代表合宿の間、エディーさんはひたすら選手の一挙手一投足を観察し続けている。選手の能力や課題を見極めるのはもちろん、「どんな性格か」、「コーチや他の選手との関係はどうか」、「ラグビーを続ける動機は何か」など、それぞれの選手の内面までつぶさに見つめる。その上でエディーさんは、選手の心を刺激するような策を次々と講じ、選手から力を引き出していく。
たとえば、引っ込み思案でチームに馴染めない選手がいれば、思い切ってレギュラーに抜てき。他の選手と、より積極的にコミュニケーションを図らなければならない状況を作る。あるいは逆に、レギュラーの選手から少しでも過信や慢心を感じれば、容赦なくレギュラーから外すなど大なたを振るう。選手を成長させるために必要なのは、選手を正しく理解し、それに合った方法で“少しの不安”や“緊張感”を与えること、エディーさんはそう考えている。
「選手の心をもてあそぶことはしませんが、少しだけ揺さぶりをかけるのです。私はハッピーなチームにはしたくありません。居心地がいいと能力は発揮できないからです。ときには少し突き放すことで、選手が100%安心しないようにしています。あえて刺激し、緊張感を作り出すのです。」(エディー)

写真ハッピーなチームでは、強い組織は作れない
気の緩みがあれば容赦なく指摘する


プロフェッショナルとは…画像をクリックすると動画を見ることができます。

私にとってプロフェッショナルな人というのは、何事も常にしっかりやろうとしている人だと思います。どこであろうと何をしていようと、自分の仕事はできるだけ完ぺきにやろうとする人です。

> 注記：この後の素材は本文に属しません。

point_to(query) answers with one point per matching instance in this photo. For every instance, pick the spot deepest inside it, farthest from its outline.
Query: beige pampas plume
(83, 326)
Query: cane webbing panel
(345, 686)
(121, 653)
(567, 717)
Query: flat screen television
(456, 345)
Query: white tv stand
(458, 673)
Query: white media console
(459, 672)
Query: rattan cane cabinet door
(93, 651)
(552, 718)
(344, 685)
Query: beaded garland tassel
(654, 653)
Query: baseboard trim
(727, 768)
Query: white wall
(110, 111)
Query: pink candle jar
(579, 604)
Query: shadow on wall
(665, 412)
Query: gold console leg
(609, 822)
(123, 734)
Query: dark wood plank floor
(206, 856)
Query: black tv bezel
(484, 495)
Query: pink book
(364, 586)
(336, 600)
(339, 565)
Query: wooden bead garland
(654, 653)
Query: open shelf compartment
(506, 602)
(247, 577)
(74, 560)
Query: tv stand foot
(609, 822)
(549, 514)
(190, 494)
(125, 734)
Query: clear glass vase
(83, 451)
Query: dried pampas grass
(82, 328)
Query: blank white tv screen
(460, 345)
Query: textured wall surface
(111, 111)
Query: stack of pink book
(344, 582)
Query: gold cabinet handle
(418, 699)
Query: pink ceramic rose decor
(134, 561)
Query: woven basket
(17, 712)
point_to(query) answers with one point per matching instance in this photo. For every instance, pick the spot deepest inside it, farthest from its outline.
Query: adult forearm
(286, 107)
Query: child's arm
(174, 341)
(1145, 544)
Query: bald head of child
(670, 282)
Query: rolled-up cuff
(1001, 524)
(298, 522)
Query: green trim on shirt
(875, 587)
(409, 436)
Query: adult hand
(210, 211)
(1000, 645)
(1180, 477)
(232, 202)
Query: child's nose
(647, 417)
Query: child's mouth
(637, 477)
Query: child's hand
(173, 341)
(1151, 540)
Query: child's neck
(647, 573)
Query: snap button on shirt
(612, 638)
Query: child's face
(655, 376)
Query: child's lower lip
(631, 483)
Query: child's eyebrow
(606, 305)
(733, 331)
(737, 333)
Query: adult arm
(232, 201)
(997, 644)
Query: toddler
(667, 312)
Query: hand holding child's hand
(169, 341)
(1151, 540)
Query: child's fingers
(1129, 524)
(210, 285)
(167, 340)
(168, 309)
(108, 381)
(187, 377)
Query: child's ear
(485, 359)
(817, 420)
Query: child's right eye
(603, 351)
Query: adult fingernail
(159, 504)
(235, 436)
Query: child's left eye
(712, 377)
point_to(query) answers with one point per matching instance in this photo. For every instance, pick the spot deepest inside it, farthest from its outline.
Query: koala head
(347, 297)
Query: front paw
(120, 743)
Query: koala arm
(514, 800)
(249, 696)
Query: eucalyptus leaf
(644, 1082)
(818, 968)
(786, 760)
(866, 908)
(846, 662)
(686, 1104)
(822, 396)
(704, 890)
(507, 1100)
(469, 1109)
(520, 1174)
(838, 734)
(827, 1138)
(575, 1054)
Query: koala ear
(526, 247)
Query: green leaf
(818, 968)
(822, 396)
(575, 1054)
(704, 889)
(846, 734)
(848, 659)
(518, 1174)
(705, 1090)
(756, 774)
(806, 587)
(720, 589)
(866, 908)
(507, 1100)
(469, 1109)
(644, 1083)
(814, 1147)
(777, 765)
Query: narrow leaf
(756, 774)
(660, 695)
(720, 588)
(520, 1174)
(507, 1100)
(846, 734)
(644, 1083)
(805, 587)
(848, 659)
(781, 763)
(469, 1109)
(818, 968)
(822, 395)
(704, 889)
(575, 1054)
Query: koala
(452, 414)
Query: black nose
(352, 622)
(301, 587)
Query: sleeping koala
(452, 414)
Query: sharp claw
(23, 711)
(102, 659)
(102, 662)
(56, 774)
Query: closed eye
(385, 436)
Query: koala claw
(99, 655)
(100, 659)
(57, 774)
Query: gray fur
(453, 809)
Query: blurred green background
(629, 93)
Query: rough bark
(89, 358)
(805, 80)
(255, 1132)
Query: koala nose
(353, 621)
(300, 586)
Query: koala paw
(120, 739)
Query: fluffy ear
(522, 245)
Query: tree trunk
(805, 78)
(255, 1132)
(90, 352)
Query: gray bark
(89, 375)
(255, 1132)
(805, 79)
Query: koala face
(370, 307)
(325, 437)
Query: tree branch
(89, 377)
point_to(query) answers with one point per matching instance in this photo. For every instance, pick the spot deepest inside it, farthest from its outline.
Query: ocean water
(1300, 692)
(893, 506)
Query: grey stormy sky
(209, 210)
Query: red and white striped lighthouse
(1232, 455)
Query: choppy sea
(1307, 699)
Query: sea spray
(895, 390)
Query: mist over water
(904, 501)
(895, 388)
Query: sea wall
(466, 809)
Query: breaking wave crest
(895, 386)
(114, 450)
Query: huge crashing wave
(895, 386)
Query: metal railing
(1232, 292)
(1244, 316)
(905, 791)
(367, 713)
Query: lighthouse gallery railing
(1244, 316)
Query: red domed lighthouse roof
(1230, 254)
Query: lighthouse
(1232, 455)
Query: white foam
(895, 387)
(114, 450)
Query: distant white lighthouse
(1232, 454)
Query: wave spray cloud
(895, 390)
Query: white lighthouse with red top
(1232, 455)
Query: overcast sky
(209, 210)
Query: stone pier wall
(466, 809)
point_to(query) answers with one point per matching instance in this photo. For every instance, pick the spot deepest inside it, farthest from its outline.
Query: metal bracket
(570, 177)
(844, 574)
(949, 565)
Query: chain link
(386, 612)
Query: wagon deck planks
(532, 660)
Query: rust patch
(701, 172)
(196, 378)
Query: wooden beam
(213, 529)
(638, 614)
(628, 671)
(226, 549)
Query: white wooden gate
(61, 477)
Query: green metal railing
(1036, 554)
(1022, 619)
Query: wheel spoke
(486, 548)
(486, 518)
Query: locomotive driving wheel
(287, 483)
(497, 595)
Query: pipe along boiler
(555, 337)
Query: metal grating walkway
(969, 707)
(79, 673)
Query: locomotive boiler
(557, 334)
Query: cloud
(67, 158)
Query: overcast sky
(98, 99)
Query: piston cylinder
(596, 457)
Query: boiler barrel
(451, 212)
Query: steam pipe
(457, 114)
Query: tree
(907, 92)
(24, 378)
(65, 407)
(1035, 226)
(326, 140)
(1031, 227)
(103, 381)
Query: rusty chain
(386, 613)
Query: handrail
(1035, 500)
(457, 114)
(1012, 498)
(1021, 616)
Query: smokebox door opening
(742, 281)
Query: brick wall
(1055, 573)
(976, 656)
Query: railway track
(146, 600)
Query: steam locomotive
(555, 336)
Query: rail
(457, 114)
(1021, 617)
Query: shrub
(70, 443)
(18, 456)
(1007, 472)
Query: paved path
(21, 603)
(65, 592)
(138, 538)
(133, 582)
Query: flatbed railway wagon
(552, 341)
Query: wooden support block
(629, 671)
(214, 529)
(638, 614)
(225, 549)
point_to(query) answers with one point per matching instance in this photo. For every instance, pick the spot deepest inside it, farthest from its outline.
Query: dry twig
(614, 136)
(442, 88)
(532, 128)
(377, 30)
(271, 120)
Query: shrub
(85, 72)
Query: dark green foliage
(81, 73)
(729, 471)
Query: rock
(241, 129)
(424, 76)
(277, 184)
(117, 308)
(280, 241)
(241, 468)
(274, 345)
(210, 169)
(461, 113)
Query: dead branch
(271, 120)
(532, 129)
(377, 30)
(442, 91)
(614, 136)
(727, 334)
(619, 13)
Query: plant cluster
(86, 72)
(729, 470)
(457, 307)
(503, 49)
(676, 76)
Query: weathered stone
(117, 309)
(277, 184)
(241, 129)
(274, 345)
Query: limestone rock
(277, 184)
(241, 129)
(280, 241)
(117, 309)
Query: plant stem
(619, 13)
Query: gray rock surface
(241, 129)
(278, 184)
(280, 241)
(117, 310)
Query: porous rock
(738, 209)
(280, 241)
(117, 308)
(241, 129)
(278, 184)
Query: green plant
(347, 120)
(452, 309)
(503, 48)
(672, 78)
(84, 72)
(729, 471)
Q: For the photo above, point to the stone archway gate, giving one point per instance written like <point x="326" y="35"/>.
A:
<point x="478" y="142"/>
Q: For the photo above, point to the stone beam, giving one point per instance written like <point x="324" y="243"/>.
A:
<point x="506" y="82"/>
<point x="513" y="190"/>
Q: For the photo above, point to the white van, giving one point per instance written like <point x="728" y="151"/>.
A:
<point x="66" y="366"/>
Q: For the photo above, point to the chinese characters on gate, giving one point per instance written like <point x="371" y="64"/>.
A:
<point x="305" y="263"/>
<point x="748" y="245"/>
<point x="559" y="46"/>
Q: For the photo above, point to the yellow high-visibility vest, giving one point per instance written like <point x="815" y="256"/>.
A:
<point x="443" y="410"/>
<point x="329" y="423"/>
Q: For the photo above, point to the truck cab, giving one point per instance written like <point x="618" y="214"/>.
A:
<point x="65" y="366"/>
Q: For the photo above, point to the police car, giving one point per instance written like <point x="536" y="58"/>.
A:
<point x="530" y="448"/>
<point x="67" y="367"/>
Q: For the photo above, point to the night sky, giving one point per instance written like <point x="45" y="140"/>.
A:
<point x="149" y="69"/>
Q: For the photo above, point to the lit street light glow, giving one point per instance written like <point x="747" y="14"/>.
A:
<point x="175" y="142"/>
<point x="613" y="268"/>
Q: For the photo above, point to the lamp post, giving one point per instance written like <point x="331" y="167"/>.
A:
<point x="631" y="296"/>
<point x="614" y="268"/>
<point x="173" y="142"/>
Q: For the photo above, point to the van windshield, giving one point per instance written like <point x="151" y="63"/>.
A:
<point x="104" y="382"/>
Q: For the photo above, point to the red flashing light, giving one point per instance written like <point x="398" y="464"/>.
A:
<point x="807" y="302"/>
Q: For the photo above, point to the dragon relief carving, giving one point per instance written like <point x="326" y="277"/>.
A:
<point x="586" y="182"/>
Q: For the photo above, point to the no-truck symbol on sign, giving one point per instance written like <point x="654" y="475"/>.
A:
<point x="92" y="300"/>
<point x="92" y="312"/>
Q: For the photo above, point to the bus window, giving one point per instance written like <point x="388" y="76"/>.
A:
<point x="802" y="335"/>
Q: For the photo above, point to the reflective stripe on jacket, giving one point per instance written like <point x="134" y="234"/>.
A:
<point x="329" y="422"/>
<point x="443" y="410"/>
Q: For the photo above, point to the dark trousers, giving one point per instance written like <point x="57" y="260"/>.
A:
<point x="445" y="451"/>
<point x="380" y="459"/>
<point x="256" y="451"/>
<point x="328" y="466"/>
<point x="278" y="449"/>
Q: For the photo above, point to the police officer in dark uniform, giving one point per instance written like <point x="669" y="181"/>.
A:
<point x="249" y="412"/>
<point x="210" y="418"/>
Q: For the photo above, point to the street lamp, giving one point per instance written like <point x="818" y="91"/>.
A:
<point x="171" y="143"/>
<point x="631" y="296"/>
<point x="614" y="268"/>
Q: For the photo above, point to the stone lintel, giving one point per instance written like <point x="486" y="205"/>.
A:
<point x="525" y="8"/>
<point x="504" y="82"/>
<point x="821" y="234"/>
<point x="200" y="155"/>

ラグビー日本代表ヘッドコーチ(監督) エディー・ジョーンズ


放送されなかった流儀

波は小さく

世界各国の強豪チームを率い、実績を上げてきたエディーさん。どんな組織でも、成長させていくには、必要不可欠な心構えがあるという。それは、“感情の波を小さくする”ということだ。
「大事な試合に負けて、自信を失った。」「体調が悪く、今日は少し気分が乗らない。」どんな人でも感情的に落ち込み、やる気がでない日もある。だがエディーさんは指導者として、誰にでも感情に起伏があることを理解した上で、そうした波を最小限にとどめさせることが大切だという。
「技術的にも感情的にも、常にやる気が満ちあふれている組織はありえません。自分も生きていく中で100%頑張る気持ちになれない朝もあるでしょう。でも、そういう日こそ自分を奮い立たせないといけません。波を小さくさせ、一貫性を保つことが成長の差を分けるのです。」
ひとたび惰性が習慣づけば、人はどんどん易(やす)きに流れ、元の状態に戻すことさえ難しくなる。だが、自分を律する力を身につけているものは、気持ちの落ち込みも少なく、再び成長曲線に乗ることができる。指揮官としてエディーさんは、まずは自分の波を小さくした上で、指導する選手の“波”にも気を配り、鼓舞し続けていく。